Javier Mateo Hidalgo

El mundo del cine celebraba el pasado 17 de octubre una de sus efemérides más reseñables: los 150 años del nacimiento del turolense más universal, Segundo de Chomón. No se trata de la fecha natal de una figura más en la historia del séptimo arte, sino de una de sus piedras fundacionales. Chomón fue uno de los inventores de la técnica y el lenguaje fílmicos y, aunque muchos profesionales de este campo aún no lo sepan, sin él una parte fundamental de su trabajo no podría desarrollarse. Suyos son muchos de los trucajes que hoy se emplean a través de la cámara y el montaje, como el stop motion o el travelling; igualmente, su imaginación permitió el desarrollo del argumento de ficción cuando apenas existía. Tan sólo Méliès le llevó la delantera, pero incluso de éste mejoró la capacidad de relatar a través de imágenes en movimiento. Ante tamañas razones, cabe preguntarse por qué la propia historia ha sido tan injusta con su valía y aportaciones. Sólo algunos estudiosos han tratado de recuperar su legado a lo largo de este tiempo. Sirvan de ejemplo nombres como los de Carlos Fernández Cuenca, Juan Gabriel Tharrats, Pascual Cebollada, Joan M. Minguet, Agustín Sánchez Vidal, Rosa Delgado Leyva o Adrián Encinas.
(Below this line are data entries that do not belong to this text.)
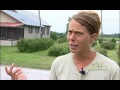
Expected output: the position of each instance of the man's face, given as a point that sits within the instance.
(78, 37)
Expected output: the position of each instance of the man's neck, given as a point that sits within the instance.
(81, 60)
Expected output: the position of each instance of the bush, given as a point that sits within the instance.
(102, 51)
(31, 45)
(58, 50)
(109, 45)
(62, 40)
(113, 40)
(118, 54)
(100, 41)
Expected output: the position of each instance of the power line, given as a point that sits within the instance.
(39, 21)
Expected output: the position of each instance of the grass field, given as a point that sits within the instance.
(33, 60)
(38, 60)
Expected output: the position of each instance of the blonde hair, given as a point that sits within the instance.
(89, 19)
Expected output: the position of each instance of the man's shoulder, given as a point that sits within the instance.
(106, 61)
(63, 58)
Progresivamente se ha ido recuperando gran parte de su filmografía y se han realizado ediciones selectas de su cine en Dvd como la de Cameo. Incluso, hace unos años, se produjo un falso e interesante documental dirigido por Ramón Alòs Sánchez, El hombre que quiso ser Segundo, con un genial Ramón Langa que lo mismo se mete en la piel de Chomón que en la de Blasco Ibáñez. No obstante, aún queda mucho por hacer, aunque lo que se haya venido haciendo no haya sido poco.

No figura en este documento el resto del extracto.